12 June 2026 at 18:03

VTM

O Tribunal de Bragança decidiu hoje absolver um ex-bombeiro, agora com 46 anos, que estava acusado de provocar 18 incêndios florestais no concelho de Alfândega da Fé. O tribunal considerou que a geolocalização do telemóvel do arguido não era suficiente para comprovar a sua presença nos locais dos fogos.

Este ex-bombeiro já havia sido ilibado em 2023, quando o tribunal considerou inconstitucional a Lei dos Metadados, que impedia o acesso à localização do telemóvel próximo dos locais onde ocorreram os incêndios. A acusação do Ministério Público datava de 2020 e alegava que o arguido tinha ateado os incêndios para se destacar nas suas funções na corporação de bombeiros.

Na análise do recurso, o Tribunal da Relação de Guimarães determinou que o processo voltasse à primeira instância para nova apreciação, após uma alteração à lei que permitiu o uso de metadados na investigação criminal. Hoje, durante a leitura do acórdão no Tribunal de Bragança, o juiz esteve presente por videoconferência e o arguido não compareceu.

O tribunal reconheceu que existiam indícios de que os incêndios foram provocados por mecanismos de combustão lenta, mas não conseguiu determinar as horas exatas em que foram iniciados nem confirmar a presença do ex-bombeiro no local. A geolocalização abrange uma área ampla e não permite concluir que ele estava no local específico onde os fogos começaram.
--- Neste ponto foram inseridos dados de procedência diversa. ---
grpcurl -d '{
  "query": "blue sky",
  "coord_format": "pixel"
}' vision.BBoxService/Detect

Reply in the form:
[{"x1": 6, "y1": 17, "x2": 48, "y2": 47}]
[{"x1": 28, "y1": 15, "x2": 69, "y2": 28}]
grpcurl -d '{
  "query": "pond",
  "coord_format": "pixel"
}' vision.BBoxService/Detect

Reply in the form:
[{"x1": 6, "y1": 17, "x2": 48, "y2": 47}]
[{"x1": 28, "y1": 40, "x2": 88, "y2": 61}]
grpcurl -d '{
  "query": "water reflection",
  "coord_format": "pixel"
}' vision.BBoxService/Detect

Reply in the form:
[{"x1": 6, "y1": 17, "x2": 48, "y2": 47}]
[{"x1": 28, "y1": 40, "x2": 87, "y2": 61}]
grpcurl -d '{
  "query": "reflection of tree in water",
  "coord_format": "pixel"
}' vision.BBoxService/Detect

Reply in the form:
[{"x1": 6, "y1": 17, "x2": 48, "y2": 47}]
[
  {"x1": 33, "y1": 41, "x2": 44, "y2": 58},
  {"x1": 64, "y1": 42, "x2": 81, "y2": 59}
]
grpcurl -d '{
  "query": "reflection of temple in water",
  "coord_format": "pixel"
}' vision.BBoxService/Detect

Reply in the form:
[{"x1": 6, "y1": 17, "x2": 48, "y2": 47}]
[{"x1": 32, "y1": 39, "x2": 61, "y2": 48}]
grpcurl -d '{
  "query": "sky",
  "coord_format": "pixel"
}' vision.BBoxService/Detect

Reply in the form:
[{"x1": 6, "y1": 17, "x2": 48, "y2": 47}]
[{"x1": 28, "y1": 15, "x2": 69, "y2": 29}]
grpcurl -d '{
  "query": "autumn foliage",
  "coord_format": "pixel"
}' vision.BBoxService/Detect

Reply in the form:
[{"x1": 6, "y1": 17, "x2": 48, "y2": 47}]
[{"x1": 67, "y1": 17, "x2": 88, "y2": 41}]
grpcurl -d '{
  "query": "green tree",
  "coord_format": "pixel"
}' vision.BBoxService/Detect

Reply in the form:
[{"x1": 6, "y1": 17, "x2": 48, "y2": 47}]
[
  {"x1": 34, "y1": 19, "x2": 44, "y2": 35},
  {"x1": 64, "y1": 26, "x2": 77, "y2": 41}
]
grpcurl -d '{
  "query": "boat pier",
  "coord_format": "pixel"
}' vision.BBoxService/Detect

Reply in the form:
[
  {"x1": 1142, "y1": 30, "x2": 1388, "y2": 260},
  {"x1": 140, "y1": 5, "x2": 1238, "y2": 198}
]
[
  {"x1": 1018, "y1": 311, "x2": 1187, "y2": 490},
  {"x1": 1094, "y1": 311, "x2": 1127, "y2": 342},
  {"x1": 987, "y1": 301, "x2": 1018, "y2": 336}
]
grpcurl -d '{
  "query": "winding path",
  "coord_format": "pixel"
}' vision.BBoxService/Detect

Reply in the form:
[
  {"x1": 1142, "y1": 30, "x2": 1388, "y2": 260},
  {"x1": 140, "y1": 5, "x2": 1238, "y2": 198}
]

Testemunhas afirmaram ter visto o ex-bombeiro passar pelos locais dos incêndios, mas nenhuma delas presenciou o ato de ignição. O comandante dos bombeiros local também mencionou em tribunal que o arguido confessou ter provocado um incêndio, mas essa declaração foi considerada ambígua pelo tribunal, pois não especificava quais fogos ele teria ateado.

Além disso, o tribunal aceitou anular as buscas realizadas ao canil e ao material apreendido, uma vez que os mandados não abrangiam essa infraestrutura. Assim sendo, o Tribunal de Bragança concluiu que não existiam provas suficientemente robustas para condenar o antigo bombeiro.

A advogada de defesa não quis comentar após a decisão e, em tribunal, disse que durante “estes sete anos” a verdadeira pessoa responsável pelos incêndios não foi julgada.